Last week an "Google AI ethics" article went round the merry-go-discourse. I won't bother linking except for this apropos comeback from Janelle Shane:
Stunning transcript proving that GPT-3 may be secretly a squirrel. GPT-3 wrote the text in green, completly unedited! (...transcript follows)-- @janellecshane, June 12
We're facing piles of critical questions about AI ethics. They do not include "Is Google oppressing sentient AIs?" Here's a starter list of real issues:
What's the difference between using an AI algorithm as part of your artistic process and using it as an artistic process in itself?
Using an AI image algorithm as a source of idea prompts? Tracing or redrawing pieces of the output in your own work? Using pieces of the output directly? Generating ranges of output and iterating the prompt in the direction you want? Generating ranges of output and using them as PCG backgrounds in a game? What will we count as legitimate and/or desirable artistic work here?
How much human supervision do we require on procgen output?
If the background imagery of a game (movie, whatever) shows AI-generated cityscapes, sooner or later something horrible will appear. If an AI is generating personalized emails, sooner or later it will send vile crap. Do we hold the artist/author responsible or just say "eh, it's AI, Jake"? Do we insist on a maximum "error rate"? What's the percentage?
(Do we hand the problem of preventing this off to another AI? "Generative adversarial network" in the literal sense!)
How do we think about ownership and attribution of the data that goes into AI training sets?
Is the output of an AI algorithm a derivative work of every work in the training set? Do the creators of those original works have a share in the rights to the output?
If an image processor sucks up a million Creative Commons "noncommercial use only" images for its training set, is the output of the net necessarily Creative Commons? What if it accidentally grabs a couple of proprietary images in the process? Is the whole training set then tainted?
(We're already deep into this problem. The past few years have seen a spurt of AI image tools with trained data sets. They're built into Photoshop, iOS and Android camera apps, AMD/NVidia upscaling features, etc, etc. What's the training data? Can we demand provenance? Is this going to turn into a copyright lawsuit morass?)
What does it mean if the most desirable artistic tools require gobs of cloud CPU? Will a few tech giants monopolize these resources?
Will we wind up with a "Google tax" on art because artists are forced to use Colab or what have you?
(This isn't new to AI, of course. Plenty of artists "have to" use a computer and specific hardware or software tools. The tech companies aren't shy about extracting rents. But AI could push that way farther.)
What about the environmental costs? Will artists get into an arms race of bigger and more resource-intensive AI tools?
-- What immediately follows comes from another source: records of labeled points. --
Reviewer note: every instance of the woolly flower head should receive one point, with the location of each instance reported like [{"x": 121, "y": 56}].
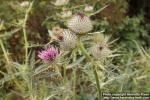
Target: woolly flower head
[
  {"x": 67, "y": 39},
  {"x": 88, "y": 8},
  {"x": 48, "y": 54},
  {"x": 80, "y": 23},
  {"x": 25, "y": 4},
  {"x": 61, "y": 2},
  {"x": 100, "y": 51}
]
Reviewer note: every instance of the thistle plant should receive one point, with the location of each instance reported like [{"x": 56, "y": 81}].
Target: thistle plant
[{"x": 60, "y": 51}]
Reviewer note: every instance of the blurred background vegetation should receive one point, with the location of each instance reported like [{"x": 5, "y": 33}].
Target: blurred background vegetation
[{"x": 126, "y": 20}]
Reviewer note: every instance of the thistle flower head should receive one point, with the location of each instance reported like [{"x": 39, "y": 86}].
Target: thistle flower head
[
  {"x": 88, "y": 8},
  {"x": 100, "y": 51},
  {"x": 25, "y": 4},
  {"x": 80, "y": 23},
  {"x": 48, "y": 54},
  {"x": 61, "y": 2},
  {"x": 67, "y": 39},
  {"x": 57, "y": 30}
]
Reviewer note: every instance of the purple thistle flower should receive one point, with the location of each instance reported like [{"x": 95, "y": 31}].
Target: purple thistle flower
[{"x": 48, "y": 54}]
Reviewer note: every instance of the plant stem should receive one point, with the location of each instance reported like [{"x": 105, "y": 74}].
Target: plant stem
[
  {"x": 25, "y": 33},
  {"x": 4, "y": 51},
  {"x": 74, "y": 87},
  {"x": 83, "y": 50}
]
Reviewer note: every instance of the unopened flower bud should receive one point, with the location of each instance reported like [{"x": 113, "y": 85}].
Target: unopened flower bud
[{"x": 80, "y": 23}]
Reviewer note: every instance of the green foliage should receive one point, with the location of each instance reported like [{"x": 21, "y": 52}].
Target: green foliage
[{"x": 77, "y": 75}]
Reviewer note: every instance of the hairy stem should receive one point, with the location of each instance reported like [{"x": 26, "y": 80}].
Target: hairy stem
[
  {"x": 25, "y": 32},
  {"x": 84, "y": 51}
]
All computers use energy, but you really don't want a situation where whoever uses the most energy wins. (Bl*ckchain, cough cough.)
What does it mean when AIs are trained on data pulled from an Internet full of AI-generated data? Ad infinitum. Does this feedback loop lead us into cul-de-sacs?
What assumptions get locked in? It's easy to imagine a world where BIPOC people just disappear from cover art and other mass-market image pools. That's the simplest failure mode. AI algorithms are prone to incomprehensible associations. Who knows what bizarre biases could wind up locked into our creative universe?
How do we account for the particular vulnerabilities of AI algorithms? Can we protect against them once this stuff is in common use?
What if saboteurs seed the Internet with pools of images that are innocent to human eyes, but read as mis-tagged garbage to AI algorithms? Or vice versa: hate speech or repugnant images which AI algorithms pick up as "cute kittens". Could that get incorporated into training sets? Turn every AI tool into a Tay-in-waiting?
The meme-y AI art is all visual and text. But I'm particularly interested in how this plays out for audio -- specifically, for voice generation.
I love building messy, generative text structures. I also love good voice acting in a game. These ideas do not play together nicely. (I guess procgen text is a love that dare not speak its name?)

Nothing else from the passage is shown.